1. Several weeks ago a matter discussed was, "Why has it taken so long for the Sarnia facility to get to 100% capacity in production?" In fact, it never got to 100%. The Sarnia facility came online in Aug 2015. By Feb 2016 it was running at only 25% capacity. Between Feb 2016 and Feb 2018 the facility only got to 70% capacity. Rick Eno became CEO in the summer of 2017, ten or so months before filing BK, then seeking CCAA protection. Q: Was there a flaw in the construction of the facility that prevented it from achieving 100% capacity? One person raised the issue of the designers using the wrong kind of stainless steel in its construction. Different acids impact stainless steel differently. Q: Was this enough to induce the Board of Directors to seek to sell the facility, so they hired Eno to take on this, if they couldn't remedy the facility fast enough to get beyong OLs? In short, by summer 2017 was the Board of Directors already in frame of mind to sell Sarnia? Even liquidate BioAmber?

2. Cut to Visolis nosing around Sarnia at some point in late 2017, early 2018, looking for land to buy for its own facility. Lo! They meet Rick Eno, who says, "I gotta facility for you!" My guess is that they met before the BK filing. Whether before or after the BK filing is moot now, but my guess is that this deal might have been planned from the beginning, so ... be that as it may, Visolis didn't have enough money to purchase the BIOA assets outright, so they sniffed around and, ultimately, they made a deal with LCY, who made a deal with KKR, to arrange to purchase the Sarnia Facility as cheaply as possible. For, at present, the REAL OWNER is actually KKR, through its stock holdings of LCY, who's in a joint venture with Visolis. Now Visolis already has its intellectual property. It has to be associated with Berkeley research in some way. The BIOA patents may be 5-10 years behind the times, so to speak. Technology can move quickly. Really. So Visolis didn't need to pay a lot for the patents. Of the 270 patents, it may be that scientifically, 210 are moot, or outdated, or not viable economically. So that accounts for the lowball price for BioAmber, Inc. the USA component of BioAmber. Visolis didn't need all of them.

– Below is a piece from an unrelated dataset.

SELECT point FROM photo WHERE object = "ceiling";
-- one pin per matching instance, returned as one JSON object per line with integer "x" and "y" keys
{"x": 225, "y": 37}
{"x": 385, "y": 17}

Conclusion: Here we are. We have one possible explanation for how everything went down. The explanation fits the facts. What we don't know is whether the PWC valuation of the Sarnia Facility was accurate. If is wasn't, then we're in trouble. If it was on target, then we might have expected Visolis to pay fair market value for Sarnia. It may also be the case that BioAmber Canada might control some intellectual property developed by the Sarnia team that has greater value than the USA company controlled. So the last word hasn't been spoken on the intellectual property issue.

What we need to know is, of course: What was the Sale Price of the Canadian Assets. AND WHY IS THAT SO SECRET?? It shouldn't matter now whether we know or not.

Anyone have a thought or two on this?